Bei mir beginnt es meistens mit einem Ziehen unter der Haut. Meine Lichtadern reagieren auf gestörte Bindungen und alte Schwurorte, manchmal lange bevor ich verstehe, was dort falsch ist. Das Medaillon verstärkt diese Resonanz. Ich kann damit einen Schwur öffnen, Verbindung aufnehmen und spüren, ob ein Gefüge trägt oder auseinanderbricht.
Am deutlichsten habe ich das in Steinwacht erlebt. Als wir den neuen Schwurstein binden mussten, legte ich das Medaillon an den Stein und öffnete damit die Verbindung. Für einen Moment fühlte es sich an, als würde etwas Gewaltiges durch mich hindurch nach Enyria greifen. Die Schutzlinien antworteten, der Stein nahm den Schwur an, und ich musste diese Verbindung halten, obwohl meine Adern immer heißer wurden und meine Hände längst zu zittern begonnen hatten.

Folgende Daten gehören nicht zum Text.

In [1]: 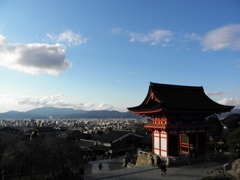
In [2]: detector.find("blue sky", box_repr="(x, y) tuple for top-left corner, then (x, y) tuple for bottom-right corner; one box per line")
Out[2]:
(0, 0), (240, 112)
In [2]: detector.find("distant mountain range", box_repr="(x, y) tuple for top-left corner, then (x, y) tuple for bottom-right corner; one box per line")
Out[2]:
(0, 107), (141, 119)
(0, 107), (240, 119)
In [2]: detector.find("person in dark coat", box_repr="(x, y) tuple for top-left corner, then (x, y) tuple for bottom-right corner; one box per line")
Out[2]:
(98, 163), (102, 170)
(151, 156), (155, 167)
(161, 161), (167, 175)
(157, 156), (162, 169)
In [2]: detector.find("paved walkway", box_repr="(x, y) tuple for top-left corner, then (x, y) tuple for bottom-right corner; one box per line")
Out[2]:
(85, 158), (225, 180)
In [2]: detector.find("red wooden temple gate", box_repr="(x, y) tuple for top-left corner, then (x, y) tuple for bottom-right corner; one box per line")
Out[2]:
(128, 82), (234, 157)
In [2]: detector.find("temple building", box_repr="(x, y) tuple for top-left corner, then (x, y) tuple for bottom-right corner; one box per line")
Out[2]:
(128, 82), (234, 157)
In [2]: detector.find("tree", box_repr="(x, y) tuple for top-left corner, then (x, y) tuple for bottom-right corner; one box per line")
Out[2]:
(227, 127), (240, 152)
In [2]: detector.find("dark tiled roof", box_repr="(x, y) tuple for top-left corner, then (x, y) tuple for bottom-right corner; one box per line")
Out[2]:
(128, 82), (234, 113)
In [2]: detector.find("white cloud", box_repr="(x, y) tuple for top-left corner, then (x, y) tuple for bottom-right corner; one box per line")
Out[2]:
(112, 27), (122, 34)
(218, 98), (240, 107)
(96, 103), (115, 110)
(130, 29), (173, 46)
(0, 36), (71, 75)
(206, 91), (230, 96)
(16, 94), (114, 110)
(185, 33), (201, 41)
(201, 24), (240, 51)
(47, 30), (87, 47)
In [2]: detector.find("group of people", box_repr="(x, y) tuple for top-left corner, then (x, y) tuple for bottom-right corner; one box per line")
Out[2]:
(151, 156), (167, 175)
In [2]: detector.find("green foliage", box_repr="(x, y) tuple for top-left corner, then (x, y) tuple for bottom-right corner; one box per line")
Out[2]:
(227, 127), (240, 152)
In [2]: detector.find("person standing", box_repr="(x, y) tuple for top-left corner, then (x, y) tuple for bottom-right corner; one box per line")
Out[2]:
(151, 156), (155, 167)
(98, 163), (102, 171)
(157, 156), (162, 169)
(161, 161), (167, 175)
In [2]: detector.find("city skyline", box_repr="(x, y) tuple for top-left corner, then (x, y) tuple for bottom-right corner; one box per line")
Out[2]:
(0, 0), (240, 112)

Genau darin liegt der Preis. Magie nimmt Kraft, Wärme und Konzentration, manchmal auch Blut, Schlaf oder die Klarheit von Erinnerungen. Das Gefährliche ist, dass man sich an die kleineren Folgen gewöhnt und irgendwann glaubt, noch ein wenig weitergehen zu können.
Bis der eigene Körper entscheidet, dass es genug ist.
In Enyria gehört der Preis deshalb immer zur Wirkung. Je mehr man von der Magie verlangt, desto mehr muss man bereit sein, selbst hineinzulegen.